To demonstrate the practical usefulness of SHARAKU, we used a real dataset obtained from an RNA-seq experiment of the hippocampus of the left brain of a 2-year-old male common marmoset that was being bred at the Central Institute for Experimental Animals (CIEA). The total RNA was extracted and was subject to removal of rRNA and 5′Cap, and then the cDNA library of small RNA was prepared using the TruSeq Small RNA Sample Prep Kit (Illumina). The small RNA transcripts were sequenced with the next-generation sequencer MiSeq (Illumina) for a sequence read length of 270 bp, which enabled generating the complete sequences of most small RNA families. The short reads were subject to cutting adapters and quality filtering. The qualified reads were then mapped to the common marmoset (Callithrix jacchus) draft genome caljac-3.2 (MGSAC, 2014) by BWA (Li and Durbin, 2009). The tRNA annotation was predicted by tRNAscan-SE (Lowe and Eddy, 1997). In total, the annotation and sequence data for 619 non-coding small RNAs were obtained (194 miRNAs, 316 snoRNAs, 109 tRNAs) from the Ensembl genome browser (Ensembl 73 version; ‘Callithrix_jacchus.C_jacchus3.2.1.73.gtf’ file) for the common marmoset genome (C_jacchus3.2.1).

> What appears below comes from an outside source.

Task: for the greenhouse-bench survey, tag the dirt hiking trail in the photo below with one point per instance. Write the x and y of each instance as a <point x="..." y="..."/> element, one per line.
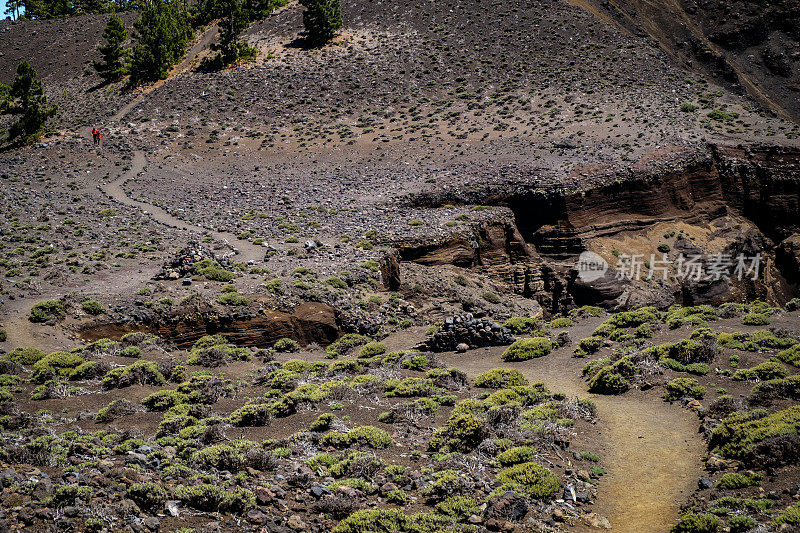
<point x="650" y="448"/>
<point x="247" y="250"/>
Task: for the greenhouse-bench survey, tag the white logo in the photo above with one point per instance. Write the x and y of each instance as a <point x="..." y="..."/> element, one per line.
<point x="591" y="266"/>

3.2 Validation of clustering accuracy with the simulated dataset

We validated the clustering performance based on our alignment method for all pairs of read mapping profiles using the simulated dataset. First, the similarity score matrix for all pairs of read mapping profiles was calculated by SHARAKU. We used empirically determined parameters: β=3.0,wrmp=1.0,wss=4.0,σ=0.0,τ=0.2. Second, the (agglomerative) hierarchical clustering method with group averaging was applied based on the similarity matrix. The agglomerative method of hierarchical clustering hclust implemented in the R-package was used for subsequent analysis. We evaluated how well each processing pattern and RNA family in the simulated dataset was separated into a distinct cluster according to the hierarchical clustering. Furthermore, we compared the clustering performance based on SHARAKU with that of the alignment-based method deepBlockAlign (Langenberger et al., 2012) using the default parameters. As the input to deepBlockAlign, the output of blockbuster executed on the input of the simulated dataset was given together with the sequence annotation information. In the case of the simulated dataset, this does not affect the result of performance evaluation, because the sequence reads (except for shorter derived RNAs) in the simulated dataset are identical to the complete RNA sequences annotated in the Ensembl genome browser, so that every block that is output by blockbuster with the input of the simulated dataset is identical to one of the annotated RNA sequences. Note that since another alignment-based scoring system ALPS (Erhard and Zimmer, 2010) was not publicly available, we did not compare the performance with ALPS.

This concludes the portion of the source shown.